To use those c22 functions, we need to find the mdio_device that's referenced by the phy-handle in the device tree - I guess we can just use some of the guts of of_phy_find_device to do that?

One concern I have is that there may be things that the PHY subsystem would configure on the device that may need to be replicated in order to get it to actually work - things like setting auto-negotiate enable/disable, the BMCR_ISOLATE bit, etc - is that something that belongs in our mac_config or in the phylink core in phylink_mii_c22_pcs_set_advertisement etc?

On 2020-01-27 12:53 p.m., Russell King - ARM Linux admin wrote:
On Mon, Jan 27, 2020 at 05:04:36PM +0000, Andre Przywara wrote:
On Mon, 20 Jan 2020 15:45:54 +0000
Russell King - ARM Linux admin <linux@xxxxxxxxxxxxxxx> wrote:

Hi Russell,

sorry for the delay, some other stuff bubbling up, then I couldn't access the board ...
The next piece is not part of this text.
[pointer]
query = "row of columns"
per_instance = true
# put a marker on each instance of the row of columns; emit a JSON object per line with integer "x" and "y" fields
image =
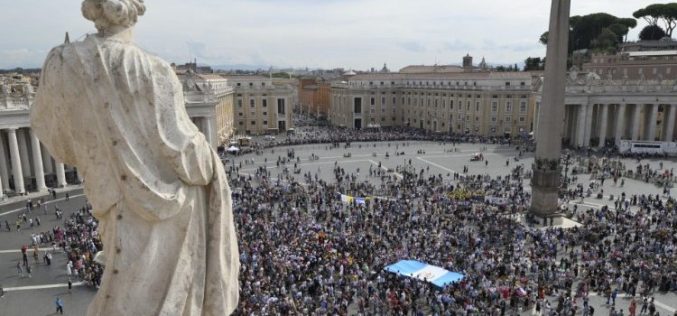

On Mon, Jan 20, 2020 at 02:50:28PM +0000, Andre Przywara wrote:
On 18/01/2020 11:22, Russell King - ARM Linux admin wrote:
On Fri, Jan 10, 2020 at 05:04:57PM +0000, Russell King - ARM Linux admin wrote:
Maybe something like the below will help?

Basically, use phylink_mii_pcs_get_state() instead of
axienet_mac_pcs_get_state(), and setup lp->phylink_config.pcs_mii
to point at the MII bus, and lp->phylink_config.pcs_mii_addr to
access the internal PHY (as per C_PHYADDR parameter.)

You may have some fuzz (with gnu patch) while trying to apply this,
as you won't have the context for the first and last hunks in this
patch.

This will probably not be the final version of the patch anyway;
there's some possibility to pull some of the functionality out of
phylib into a more general library which would avoid some of the
functional duplication.

Hi Andre,

Did you have a chance to see whether this helps?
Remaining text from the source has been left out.